A ‘vulnerability’ to ‘protect’

At the same time we’re seeing the effects of humanizing our AI prompts, experts are warning that we should avoid humanizing our AI. In a Nature article released last month from Imperial College London, the authors warned that Chatbots and LLMs like ChatGPT are feeding on humanity’s inherent desire for connection. The study’s lead author, Murray Shanahan, warns specifically against anthropomorphizing the models.

“By saying LLMs ‘understand’ us, or ‘think’ or ‘feel’ in certain ways, we give them human qualities,” says Shanahan. “Our social brains are always looking for connection, so there is a vulnerability here that we should protect.”

Instead, the authors recommend we change our language around AI models to cast them in metaphorical “roles”, either as actors playing a character, or as a simulation that can achieve a multitude of roles. This characterization also helps when examining the reasons for an LLM providing false information. A chatbot may say something incorrect “in good faith” based on its data, or deliberately false if it’s built to role-play a deceptive character. But in neither case should we consider the AI a “conscious entity with its own agenda.”

AI doesn’t have all the answers yet: User experience is a big missing piece

Seeking a middle ground

The key seems to be to speak to the AI as if it’s a character, always remembering that it’s fictional. Interactions with an AI should be the mental equivalent of speaking with a character in a movie – where the responses are accurate to that character’s world. But that world is still recognizable as one where normal linguistic and social rules apply.

AI writer and researcher Simon Willison spoke about his own evolution of prompting in the October ARS Technica article about using caps in prompting. In it, Willison confessed that he initially avoided being polite to large language models but he has since reversed his stance.

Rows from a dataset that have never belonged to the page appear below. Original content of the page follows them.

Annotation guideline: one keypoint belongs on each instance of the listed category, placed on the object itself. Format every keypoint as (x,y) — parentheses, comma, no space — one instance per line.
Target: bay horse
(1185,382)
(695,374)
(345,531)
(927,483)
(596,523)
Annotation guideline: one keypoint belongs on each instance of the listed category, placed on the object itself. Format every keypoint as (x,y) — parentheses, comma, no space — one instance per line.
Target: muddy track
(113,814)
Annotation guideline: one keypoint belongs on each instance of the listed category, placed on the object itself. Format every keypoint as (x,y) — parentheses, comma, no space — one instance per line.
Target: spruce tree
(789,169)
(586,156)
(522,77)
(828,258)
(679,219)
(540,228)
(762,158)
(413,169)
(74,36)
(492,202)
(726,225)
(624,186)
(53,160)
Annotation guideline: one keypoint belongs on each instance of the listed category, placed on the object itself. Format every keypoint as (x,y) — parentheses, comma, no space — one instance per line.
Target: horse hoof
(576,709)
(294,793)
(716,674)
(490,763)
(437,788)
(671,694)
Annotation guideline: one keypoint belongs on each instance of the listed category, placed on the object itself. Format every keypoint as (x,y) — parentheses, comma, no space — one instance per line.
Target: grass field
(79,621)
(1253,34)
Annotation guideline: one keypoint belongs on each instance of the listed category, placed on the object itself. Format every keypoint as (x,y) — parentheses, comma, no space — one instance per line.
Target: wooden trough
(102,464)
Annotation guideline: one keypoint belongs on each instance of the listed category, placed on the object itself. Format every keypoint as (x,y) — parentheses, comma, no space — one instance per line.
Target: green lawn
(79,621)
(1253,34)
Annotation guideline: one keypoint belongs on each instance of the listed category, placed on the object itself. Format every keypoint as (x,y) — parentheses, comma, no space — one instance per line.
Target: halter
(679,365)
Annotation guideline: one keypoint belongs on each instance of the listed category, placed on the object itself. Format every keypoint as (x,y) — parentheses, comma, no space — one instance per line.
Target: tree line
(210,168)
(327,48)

“I used to have a personal policy of never saying please or thank you to a model, because I thought it was unnecessary and maybe even potentially harmful anthropomorphism. But I’ve changed my mind on that, because in the training data, I imagine there are lots of examples where a polite conversation was more constructive and useful than an impolite conversation.”

Ultimately, that’s the reason for success in using a more personable prompt: you catch more flies with honey. And if models are truly learning that being kind and supportive are improved paths to success, maybe we can hope for a more positive, polite internet over time.

If nothing else, hopefully it means that a future sentient AI will respond to a “please” when we beg for our lives.